Truth be told, I’ve been feeling a bit… down lately. We all have those days, but with the baby coming and realizing everything that we need to do before she gets here, I’ve been feeling more than just a little bit overwhelmed. Totally normal, right? Our free time (which we don’t have a lot of) has consisted of getting new carpet, painting the walls, and trying to get her nursery in tip-top shape. Combine that with a 24/7 blog hustle, a pretty giant side project and trying to hit the gym at least 3 days a week, you could say my tank is almost on empty. The good news is, the side project is about to wrap up and I’ll have more free time to catch up on blog things and prepare for the arrival of our little one. It’s still so hard to believe that in 10 short weeks we will be a family of three. I can’t wait!
In an attempt to pick myself up out of this “woe is me” rut, I was determined to make something sweet and fun that involved sprinkles. I think I succeeded. The great thing about these truffles is that you probably have everything you need to make them already. If you’ve been having a serious sweet tooth like me, these will definitely sort that out in a hurry. In fact, I commend you if you can eat more than one.

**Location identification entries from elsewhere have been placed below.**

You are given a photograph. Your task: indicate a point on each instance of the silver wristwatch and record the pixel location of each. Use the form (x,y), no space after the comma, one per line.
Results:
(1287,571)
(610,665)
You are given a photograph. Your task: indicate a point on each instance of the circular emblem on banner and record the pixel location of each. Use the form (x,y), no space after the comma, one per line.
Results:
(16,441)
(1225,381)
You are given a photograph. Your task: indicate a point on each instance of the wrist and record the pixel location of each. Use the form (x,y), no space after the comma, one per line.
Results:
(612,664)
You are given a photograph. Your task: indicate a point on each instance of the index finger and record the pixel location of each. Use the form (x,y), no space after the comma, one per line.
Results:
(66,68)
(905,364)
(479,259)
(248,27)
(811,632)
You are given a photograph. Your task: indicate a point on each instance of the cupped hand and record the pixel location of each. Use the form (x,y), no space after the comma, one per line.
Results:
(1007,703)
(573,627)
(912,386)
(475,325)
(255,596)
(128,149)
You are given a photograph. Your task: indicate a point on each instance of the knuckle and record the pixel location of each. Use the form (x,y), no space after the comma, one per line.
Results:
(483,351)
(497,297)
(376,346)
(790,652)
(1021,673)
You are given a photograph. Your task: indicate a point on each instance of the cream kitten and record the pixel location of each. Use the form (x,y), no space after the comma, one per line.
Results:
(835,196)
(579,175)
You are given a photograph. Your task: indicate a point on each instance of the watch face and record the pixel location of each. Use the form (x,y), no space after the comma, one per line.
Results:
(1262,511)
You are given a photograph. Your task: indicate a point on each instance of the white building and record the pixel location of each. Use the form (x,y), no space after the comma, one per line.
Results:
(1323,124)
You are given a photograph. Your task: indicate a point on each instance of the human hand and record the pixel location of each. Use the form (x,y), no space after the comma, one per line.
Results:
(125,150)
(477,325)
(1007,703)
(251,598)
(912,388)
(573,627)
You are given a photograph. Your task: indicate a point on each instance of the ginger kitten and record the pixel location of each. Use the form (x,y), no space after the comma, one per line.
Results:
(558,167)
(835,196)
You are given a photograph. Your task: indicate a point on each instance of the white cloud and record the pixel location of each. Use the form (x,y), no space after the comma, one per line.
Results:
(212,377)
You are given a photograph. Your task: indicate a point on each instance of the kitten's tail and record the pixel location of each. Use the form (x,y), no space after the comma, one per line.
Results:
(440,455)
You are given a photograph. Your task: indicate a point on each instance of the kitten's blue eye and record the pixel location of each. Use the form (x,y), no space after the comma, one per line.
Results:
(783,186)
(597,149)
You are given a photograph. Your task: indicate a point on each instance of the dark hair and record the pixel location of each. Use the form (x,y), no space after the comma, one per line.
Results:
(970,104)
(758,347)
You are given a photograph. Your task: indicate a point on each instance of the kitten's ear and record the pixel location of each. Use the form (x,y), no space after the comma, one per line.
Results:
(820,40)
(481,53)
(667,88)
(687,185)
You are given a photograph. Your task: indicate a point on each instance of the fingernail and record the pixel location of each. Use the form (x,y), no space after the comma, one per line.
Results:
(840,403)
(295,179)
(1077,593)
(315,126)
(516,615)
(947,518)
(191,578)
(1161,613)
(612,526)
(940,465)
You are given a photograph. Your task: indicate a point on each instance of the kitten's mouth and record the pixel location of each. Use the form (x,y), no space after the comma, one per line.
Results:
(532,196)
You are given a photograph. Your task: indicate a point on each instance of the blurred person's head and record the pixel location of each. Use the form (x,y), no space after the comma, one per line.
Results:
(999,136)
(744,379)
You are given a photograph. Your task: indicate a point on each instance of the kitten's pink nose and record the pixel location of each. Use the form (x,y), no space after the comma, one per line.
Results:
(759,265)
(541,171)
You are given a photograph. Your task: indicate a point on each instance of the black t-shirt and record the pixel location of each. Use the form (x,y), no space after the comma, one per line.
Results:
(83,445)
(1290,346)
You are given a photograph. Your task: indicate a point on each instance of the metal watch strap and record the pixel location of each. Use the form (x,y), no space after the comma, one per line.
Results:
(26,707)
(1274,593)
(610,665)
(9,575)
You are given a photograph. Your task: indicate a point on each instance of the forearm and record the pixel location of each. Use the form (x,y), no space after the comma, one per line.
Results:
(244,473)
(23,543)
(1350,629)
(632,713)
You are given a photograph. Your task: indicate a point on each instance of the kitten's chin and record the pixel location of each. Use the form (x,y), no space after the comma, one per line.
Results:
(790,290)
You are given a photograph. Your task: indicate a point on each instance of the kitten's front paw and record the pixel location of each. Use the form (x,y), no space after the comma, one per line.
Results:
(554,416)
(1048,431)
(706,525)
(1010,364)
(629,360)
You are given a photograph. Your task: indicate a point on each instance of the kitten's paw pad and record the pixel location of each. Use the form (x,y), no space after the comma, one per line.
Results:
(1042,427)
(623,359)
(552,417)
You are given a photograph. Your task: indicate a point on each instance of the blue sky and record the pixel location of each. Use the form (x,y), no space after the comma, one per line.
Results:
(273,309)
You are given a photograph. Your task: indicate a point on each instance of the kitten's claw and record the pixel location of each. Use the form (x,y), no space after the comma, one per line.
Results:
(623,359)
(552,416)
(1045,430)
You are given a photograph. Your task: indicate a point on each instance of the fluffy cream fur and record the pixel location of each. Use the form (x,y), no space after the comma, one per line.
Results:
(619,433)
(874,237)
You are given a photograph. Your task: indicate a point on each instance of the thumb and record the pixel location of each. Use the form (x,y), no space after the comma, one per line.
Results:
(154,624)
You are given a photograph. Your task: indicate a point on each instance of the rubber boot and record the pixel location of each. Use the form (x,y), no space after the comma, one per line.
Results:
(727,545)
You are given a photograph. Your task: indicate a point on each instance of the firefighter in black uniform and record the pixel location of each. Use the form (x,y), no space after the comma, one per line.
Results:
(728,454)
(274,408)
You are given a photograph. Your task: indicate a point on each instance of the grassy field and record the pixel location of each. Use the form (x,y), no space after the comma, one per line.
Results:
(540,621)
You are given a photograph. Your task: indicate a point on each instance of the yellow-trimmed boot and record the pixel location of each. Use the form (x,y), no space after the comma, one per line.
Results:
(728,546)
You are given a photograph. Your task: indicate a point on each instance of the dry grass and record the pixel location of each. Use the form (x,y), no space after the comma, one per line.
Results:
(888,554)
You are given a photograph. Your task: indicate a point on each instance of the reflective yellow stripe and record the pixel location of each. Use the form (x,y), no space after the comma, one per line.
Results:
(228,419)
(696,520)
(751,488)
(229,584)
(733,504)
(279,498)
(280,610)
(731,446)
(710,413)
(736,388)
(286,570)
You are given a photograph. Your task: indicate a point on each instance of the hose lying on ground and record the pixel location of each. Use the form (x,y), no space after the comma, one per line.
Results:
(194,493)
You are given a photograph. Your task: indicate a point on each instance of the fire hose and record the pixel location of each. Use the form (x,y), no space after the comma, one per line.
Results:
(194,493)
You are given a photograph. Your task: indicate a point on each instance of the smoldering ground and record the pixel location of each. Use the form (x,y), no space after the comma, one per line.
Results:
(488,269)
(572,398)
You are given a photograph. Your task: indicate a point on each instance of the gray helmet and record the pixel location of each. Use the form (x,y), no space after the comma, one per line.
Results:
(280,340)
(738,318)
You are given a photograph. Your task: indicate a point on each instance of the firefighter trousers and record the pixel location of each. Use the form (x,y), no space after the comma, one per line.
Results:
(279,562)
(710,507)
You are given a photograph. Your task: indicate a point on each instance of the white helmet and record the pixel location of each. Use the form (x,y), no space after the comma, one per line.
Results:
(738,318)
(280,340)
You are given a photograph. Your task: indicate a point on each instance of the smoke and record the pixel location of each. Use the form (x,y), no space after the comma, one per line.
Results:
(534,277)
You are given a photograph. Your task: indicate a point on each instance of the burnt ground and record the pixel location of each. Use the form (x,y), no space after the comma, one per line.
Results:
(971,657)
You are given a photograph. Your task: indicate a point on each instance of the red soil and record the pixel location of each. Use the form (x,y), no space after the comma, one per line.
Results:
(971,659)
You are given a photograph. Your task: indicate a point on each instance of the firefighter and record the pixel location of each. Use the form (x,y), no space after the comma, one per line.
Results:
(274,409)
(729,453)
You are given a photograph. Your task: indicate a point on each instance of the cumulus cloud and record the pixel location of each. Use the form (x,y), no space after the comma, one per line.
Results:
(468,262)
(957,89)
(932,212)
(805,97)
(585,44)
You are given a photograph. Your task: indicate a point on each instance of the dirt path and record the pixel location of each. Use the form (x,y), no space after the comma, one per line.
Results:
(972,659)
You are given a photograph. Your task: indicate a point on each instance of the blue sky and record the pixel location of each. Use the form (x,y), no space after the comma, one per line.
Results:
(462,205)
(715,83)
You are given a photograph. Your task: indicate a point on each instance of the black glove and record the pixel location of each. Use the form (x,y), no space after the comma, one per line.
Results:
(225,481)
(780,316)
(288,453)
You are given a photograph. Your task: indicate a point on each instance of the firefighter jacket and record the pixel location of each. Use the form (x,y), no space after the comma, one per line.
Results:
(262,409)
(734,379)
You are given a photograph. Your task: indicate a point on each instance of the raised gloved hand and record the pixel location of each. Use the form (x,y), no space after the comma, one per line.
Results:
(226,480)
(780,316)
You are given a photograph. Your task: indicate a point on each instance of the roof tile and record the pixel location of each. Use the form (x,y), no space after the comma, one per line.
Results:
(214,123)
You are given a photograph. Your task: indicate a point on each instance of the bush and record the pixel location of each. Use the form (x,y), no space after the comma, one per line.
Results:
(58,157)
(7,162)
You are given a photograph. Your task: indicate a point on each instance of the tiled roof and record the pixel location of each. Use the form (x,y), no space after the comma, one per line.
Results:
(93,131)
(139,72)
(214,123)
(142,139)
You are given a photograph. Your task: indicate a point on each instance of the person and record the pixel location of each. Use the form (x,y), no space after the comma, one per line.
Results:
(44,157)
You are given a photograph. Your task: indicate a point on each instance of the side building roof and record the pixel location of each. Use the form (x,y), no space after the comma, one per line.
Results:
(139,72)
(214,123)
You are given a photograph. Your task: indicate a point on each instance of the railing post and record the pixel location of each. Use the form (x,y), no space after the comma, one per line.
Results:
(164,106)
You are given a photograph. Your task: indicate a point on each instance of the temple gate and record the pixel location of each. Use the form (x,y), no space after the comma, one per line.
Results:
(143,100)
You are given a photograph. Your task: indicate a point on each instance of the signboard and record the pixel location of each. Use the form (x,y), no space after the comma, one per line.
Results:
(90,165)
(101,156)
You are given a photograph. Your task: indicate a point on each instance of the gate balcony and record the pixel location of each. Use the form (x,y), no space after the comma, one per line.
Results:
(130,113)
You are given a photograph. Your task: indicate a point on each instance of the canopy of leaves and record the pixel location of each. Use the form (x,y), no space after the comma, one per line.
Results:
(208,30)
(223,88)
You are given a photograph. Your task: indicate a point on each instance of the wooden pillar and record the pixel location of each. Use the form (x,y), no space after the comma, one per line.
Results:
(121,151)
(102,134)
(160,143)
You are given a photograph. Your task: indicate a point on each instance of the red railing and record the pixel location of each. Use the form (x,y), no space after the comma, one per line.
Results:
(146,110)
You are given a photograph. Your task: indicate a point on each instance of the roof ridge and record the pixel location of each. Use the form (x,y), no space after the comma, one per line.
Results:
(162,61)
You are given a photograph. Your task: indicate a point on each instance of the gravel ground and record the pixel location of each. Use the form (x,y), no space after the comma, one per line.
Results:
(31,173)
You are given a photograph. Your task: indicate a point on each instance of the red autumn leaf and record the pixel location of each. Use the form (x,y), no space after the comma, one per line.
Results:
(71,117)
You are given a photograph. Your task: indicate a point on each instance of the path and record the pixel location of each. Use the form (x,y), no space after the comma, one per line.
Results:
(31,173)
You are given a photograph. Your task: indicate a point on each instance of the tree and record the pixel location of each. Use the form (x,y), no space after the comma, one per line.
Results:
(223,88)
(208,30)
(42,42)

Have a go at my Small Batch Sugar Cookie Bars with Cherry Cream Cheese Frosting!
- 8 tablespoons butter, room temperature
- 1½ cups sugar cookie mix
- ½ cup granulated sugar
- ½ cup all-purpose flour
- 2 teaspoons vanilla extract
- ⅓ cup rainbow sprinkles
- 16 oz white almond bark
- 2 teaspoons shortening
- rainbow sprinkles or nonpareils for topping
- In the bowl of a stand mixer, combine butter, sugar cookie mix, sugar, flour and vanilla extract. Blend until a uniform dough forms and there are no lumps left. Remove the bowl from mixer and stir in rainbow sprinkles. Roll dough into 1-inch balls and place on a baking sheet covered with parchment or wax paper. Place the dough balls in the freezer for 10 minutes.
- While dough is chilling, melt almond bark in a double boiler, or in the microwave in 30-second increments, stirring each time. Once completely melted, stir in shortening until smooth. Dip truffle balls in melted almond bark using toothpicks. Return to parchment paper and sprinkle the tops with additional sprinkles or rainbow nonpareils. Let the truffles harden on the counter for 1 hour or in the fridge for 20 minutes. Store in an airtight container for up to a week.